Al Capone couldn’t kill him. Frank Nitti couldn’t intimidate him. Bugs Moran couldn’t lay a finger on him. It took a movie critic to bring down Eliot Ness, and I didn’t even mean to.
I felled him in a review of Brian De Palma’s “The Untouchables.” I asserted that Ness was a suicide--when the poor fellow was a victim of a heart attack in Pennsylvania in 1957. Then, slipping on my banana, Howard Rosenberg repeated my mortifying error in his column comparing De Palma’s movie with TV’s great gray eminence. That picked up the tempo briskly: Rosenberg is syndicated .
Thus does a bum deed travel like lightning. It was days before I learned of my gaffe, by which time “everyone” now “knew” that Eliot Ness killed himself. Try to tell people the facts and they waved me off; they’d seen it in print!
Before I know it, the “eyewitness” to the “suicide” will be talking to Geraldo Rivera and there’ll be no end to it.
A few purists checked my jaw-dropper: Frank Swertlow at the Daily News; Julie Solomon at the Wall Street Journal; Marilyn Beck, dealing with disgruntled rumbles from Robert Stack (see below).
In other corners, the thesis of the hero with the fatal flaw was moving faster than a brush fire.

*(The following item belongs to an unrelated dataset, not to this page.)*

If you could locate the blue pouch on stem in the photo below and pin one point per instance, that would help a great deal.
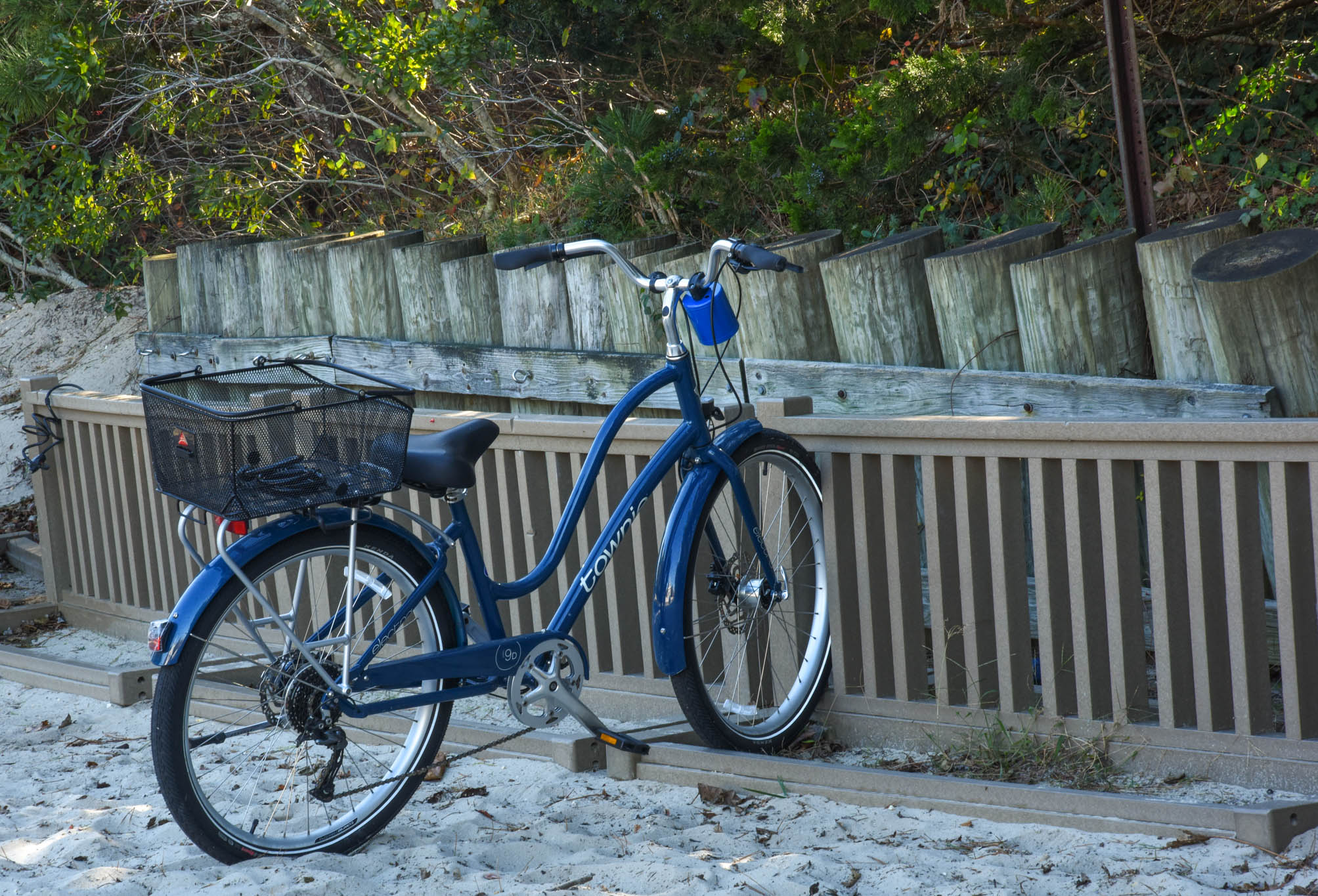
(711, 328)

Where did the wretched item come from anyway? Well, I saw “The Untouchables” with X, a companion who is a fund of information about the Capone era. The name of the man at the receiving end of Capone’s baseball bat? Joseph (Hop Toad) Giunta. Was that how Frank Nitti really died? Naaah. He killed himself in 1944, facing a sentence for tax evasion--not in hand-to-hand combat with Eliot on the rooftop.
The toll on G-Men was fierce, X expanded. Did I know that Melvin Purvis, the G-man who got Dillinger, later killed himself with Dillinger’s own gun? And that Eliot Ness was a suicide too? I checked--every detail but the crucial one. And each of the other ones was exactly right.
Librarians said there’d been a run on Ness’ own book, “The Untouchables,” written with Oscar Fraley. It was out. Encyclopedias of crime find Capone a lot more thrilling than Ness; he’s the invisible man. Even the New York Times didn’t carry his obituary.
Alone and unimpeded by the facts, I did in Eliot Ness.
Is there a moral? Perhaps only irony--that in death as in his life, the real facts about a good man were less interesting to the world than a lurid fiction.